Partnerschaftsagentur in Nigeria Leben mit HIV - zu zweit
HIV-Positiv und allein? In Nigeria versucht eine Agentur Infizierte, die sich jemanden an ihrer Seite wünschen, miteinander zu verbinden. Das Interesse ist groß, doch das Geschäft heikel, denn Aids wird geächtet.
Von Jens Borchers, ARD-Nordwestafrika
"HIV-positiv und auf der Suche nach einem Ehemann oder einer Ehefrau?" Mit solchen Graffitis wirbt Ugochukwu Michael für seine Partnervermittlung in Nigeria. Er versucht Menschen zu helfen, die wegen ihrer HIV-Infektion Probleme haben, einen Partner fürs Leben zu finden.
Die Kunden dieser Partnerschaftsvermittlung sind scheu. Sie wollen ihre Namen nicht sagen. Sie haben Angst, es könnte sich herumsprechen, dass sie HIV-positiv sind. Eine Kundin hat selbst erlebt, was das bedeuten kann: "Als ich erfuhr, dass ich HIV-positiv bin, hatte ich einen Partner. Ich erzählte es ihm. Er sagte, das kann doch nicht wahr sein. Er hat mir das Leben schwer gemacht. Er sagte, ich sei ein wandelnder Leichnam."

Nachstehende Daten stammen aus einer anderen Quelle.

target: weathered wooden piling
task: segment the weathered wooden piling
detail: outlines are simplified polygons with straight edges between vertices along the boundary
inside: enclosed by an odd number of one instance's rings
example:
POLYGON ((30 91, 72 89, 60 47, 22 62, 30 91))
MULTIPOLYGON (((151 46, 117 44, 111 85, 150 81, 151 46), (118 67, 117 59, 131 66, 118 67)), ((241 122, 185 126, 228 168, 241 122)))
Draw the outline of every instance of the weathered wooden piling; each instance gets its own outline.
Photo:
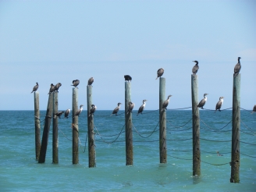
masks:
POLYGON ((200 116, 198 104, 198 76, 191 75, 193 123, 193 176, 201 176, 200 116))
POLYGON ((240 183, 240 74, 233 77, 230 183, 240 183))
POLYGON ((92 105, 92 86, 87 86, 87 130, 88 130, 88 156, 89 167, 96 167, 94 116, 90 115, 92 105))
POLYGON ((36 160, 38 161, 41 140, 40 140, 40 110, 39 110, 39 92, 34 92, 34 130, 35 130, 35 149, 36 149, 36 160))
POLYGON ((55 116, 58 112, 58 92, 53 96, 53 119, 52 119, 52 163, 59 163, 59 117, 55 116))
POLYGON ((159 78, 159 155, 160 163, 167 162, 166 148, 166 112, 162 111, 165 98, 165 78, 159 78))
POLYGON ((73 88, 73 95, 72 95, 72 156, 73 156, 73 164, 79 163, 79 151, 78 151, 78 116, 75 116, 78 108, 78 88, 73 88))
POLYGON ((125 82, 125 112, 126 112, 126 165, 133 165, 133 116, 128 112, 129 102, 131 101, 131 83, 125 82), (128 113, 127 113, 128 112, 128 113))
POLYGON ((45 162, 51 120, 52 118, 52 109, 53 109, 52 104, 53 104, 53 93, 49 93, 49 98, 48 98, 46 116, 44 119, 44 126, 43 137, 41 141, 38 163, 44 163, 45 162))

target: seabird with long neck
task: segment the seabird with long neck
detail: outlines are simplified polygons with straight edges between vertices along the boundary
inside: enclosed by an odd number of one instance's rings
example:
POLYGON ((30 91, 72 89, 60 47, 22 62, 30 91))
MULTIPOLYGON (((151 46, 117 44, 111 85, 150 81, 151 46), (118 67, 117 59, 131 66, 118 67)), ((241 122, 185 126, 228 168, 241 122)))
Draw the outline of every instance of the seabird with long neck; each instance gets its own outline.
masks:
POLYGON ((204 106, 207 101, 207 97, 206 95, 208 95, 208 94, 204 94, 204 98, 202 100, 201 100, 201 101, 198 103, 198 105, 197 105, 197 107, 201 108, 202 109, 204 109, 204 106))
POLYGON ((37 90, 38 89, 38 87, 39 87, 39 84, 38 84, 38 83, 37 82, 36 83, 37 84, 35 85, 35 86, 34 86, 34 87, 33 87, 33 91, 32 91, 32 92, 31 92, 31 94, 34 91, 37 91, 37 90))
POLYGON ((96 109, 97 109, 96 105, 91 105, 91 110, 90 110, 89 116, 91 116, 91 116, 94 115, 94 112, 95 112, 96 109))
POLYGON ((122 103, 120 103, 120 102, 119 102, 119 103, 117 104, 117 107, 114 108, 114 110, 113 110, 113 112, 112 112, 112 114, 111 114, 111 116, 113 115, 113 114, 116 114, 116 116, 118 116, 118 115, 117 115, 117 112, 119 111, 120 105, 122 105, 122 103))
POLYGON ((241 58, 240 57, 238 57, 237 60, 238 60, 238 62, 236 63, 236 65, 235 66, 235 68, 234 68, 234 77, 236 76, 240 72, 240 70, 241 69, 241 63, 240 62, 240 59, 241 58))
POLYGON ((199 66, 198 66, 198 62, 197 61, 193 61, 196 63, 196 65, 194 65, 194 66, 192 68, 192 73, 193 75, 194 76, 195 74, 197 74, 198 69, 199 69, 199 66))
POLYGON ((139 108, 139 110, 138 110, 138 113, 137 114, 137 116, 138 116, 140 113, 142 115, 142 112, 143 110, 144 109, 145 106, 146 106, 146 101, 148 100, 144 99, 142 101, 143 104, 139 108))
POLYGON ((129 104, 128 104, 128 110, 127 110, 127 113, 126 115, 129 113, 129 112, 133 112, 133 107, 135 106, 135 104, 133 103, 132 101, 129 101, 129 104))
POLYGON ((222 107, 222 105, 223 104, 223 101, 224 101, 223 98, 224 98, 224 97, 220 97, 219 98, 219 101, 216 104, 215 112, 216 112, 217 110, 219 110, 219 112, 221 112, 220 108, 221 108, 221 107, 222 107))
POLYGON ((168 105, 169 105, 169 101, 170 101, 170 97, 172 97, 172 95, 168 95, 168 98, 167 98, 167 99, 162 103, 162 109, 161 109, 161 112, 162 112, 162 111, 164 111, 165 109, 166 109, 167 110, 167 106, 168 106, 168 105))
POLYGON ((164 73, 164 72, 165 72, 164 69, 160 68, 160 69, 158 70, 157 73, 156 73, 156 74, 158 75, 158 76, 156 77, 156 80, 157 80, 158 77, 161 77, 161 76, 162 76, 162 74, 164 73))

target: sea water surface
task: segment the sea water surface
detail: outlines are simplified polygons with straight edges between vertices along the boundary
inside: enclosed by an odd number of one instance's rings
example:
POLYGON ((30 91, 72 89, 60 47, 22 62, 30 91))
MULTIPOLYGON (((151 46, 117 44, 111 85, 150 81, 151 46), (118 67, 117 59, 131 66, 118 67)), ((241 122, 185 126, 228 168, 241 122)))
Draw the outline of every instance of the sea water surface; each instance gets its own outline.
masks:
MULTIPOLYGON (((200 111, 197 177, 192 176, 191 111, 166 112, 166 164, 159 163, 158 111, 136 112, 133 165, 126 165, 123 111, 117 116, 96 111, 97 165, 88 168, 86 111, 79 118, 78 165, 72 164, 72 117, 59 120, 59 163, 52 164, 51 126, 45 163, 38 164, 34 111, 0 111, 0 191, 256 191, 256 113, 241 111, 240 183, 230 183, 232 111, 200 111)), ((41 138, 45 114, 41 111, 41 138)))

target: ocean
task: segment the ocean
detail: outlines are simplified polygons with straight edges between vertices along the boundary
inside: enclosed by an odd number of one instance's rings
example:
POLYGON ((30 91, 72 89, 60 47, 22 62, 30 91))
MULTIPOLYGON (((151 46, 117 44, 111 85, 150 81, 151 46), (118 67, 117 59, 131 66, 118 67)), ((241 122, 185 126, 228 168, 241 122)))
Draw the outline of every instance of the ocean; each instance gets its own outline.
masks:
MULTIPOLYGON (((79 117, 78 165, 72 164, 71 117, 59 120, 59 163, 52 164, 51 126, 45 163, 38 164, 34 111, 0 111, 0 191, 256 191, 256 112, 241 110, 240 183, 229 182, 232 111, 200 110, 201 175, 197 177, 191 111, 166 112, 166 164, 159 163, 158 112, 136 112, 133 165, 126 165, 123 111, 116 116, 96 111, 96 167, 88 168, 86 111, 79 117)), ((41 137, 46 112, 40 113, 41 137)))

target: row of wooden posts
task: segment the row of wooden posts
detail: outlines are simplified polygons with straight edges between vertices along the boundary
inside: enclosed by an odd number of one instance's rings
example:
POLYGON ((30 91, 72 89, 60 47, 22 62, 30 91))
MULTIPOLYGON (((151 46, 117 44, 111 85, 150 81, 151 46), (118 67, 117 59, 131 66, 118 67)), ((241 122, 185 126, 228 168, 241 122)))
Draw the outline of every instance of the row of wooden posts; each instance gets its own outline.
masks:
MULTIPOLYGON (((233 77, 233 123, 232 123, 232 158, 231 183, 240 182, 240 74, 233 77)), ((75 113, 78 108, 78 90, 73 88, 73 164, 79 163, 78 116, 75 113)), ((87 134, 89 167, 95 167, 95 145, 94 116, 89 116, 92 105, 92 87, 87 87, 87 134)), ((200 150, 200 116, 198 104, 198 76, 191 75, 191 96, 193 116, 193 176, 201 176, 200 150)), ((159 78, 159 155, 160 163, 167 162, 166 148, 166 112, 162 105, 165 100, 165 78, 159 78)), ((129 101, 131 101, 131 83, 125 82, 125 121, 126 121, 126 165, 133 164, 132 113, 127 113, 129 101)), ((58 112, 58 92, 49 94, 41 144, 40 140, 39 93, 34 92, 35 145, 36 159, 38 163, 45 162, 51 119, 58 112)), ((59 163, 58 118, 53 118, 52 162, 59 163)))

Offizielle Statistiken sprechen von 3,5 Millionen infizierten Menschen in Nigeria. Hilfsorganisationen glauben, die Zahl liege sehr viel höher. Fakt ist jedenfalls, dass Michaels Partnerschaftsvermittlung für HIV-Positive sehr gefragt ist.
7000 Interessenten im Computer
Der gläubige Katholik war Mitglied einer Gruppe, die sich um Patienten in Krankenhäusern kümmere. So kam er erstmals mit Menschen zusammen, die sich mit HIV infiziert hatten und diese Diagnose sehr oft niemanden erzählten. Das brachte ihn auf die Idee der Partnerschaftsvermittlung. Das war vor vier Jahren. Jetzt hat er 7000 Interessenten in seinem Computer: "Ich bekomme haufenweise Anfragen. Aber ich sage immer: Wenn Du es ernst meinst, dann komm‘ persönlich vorbei."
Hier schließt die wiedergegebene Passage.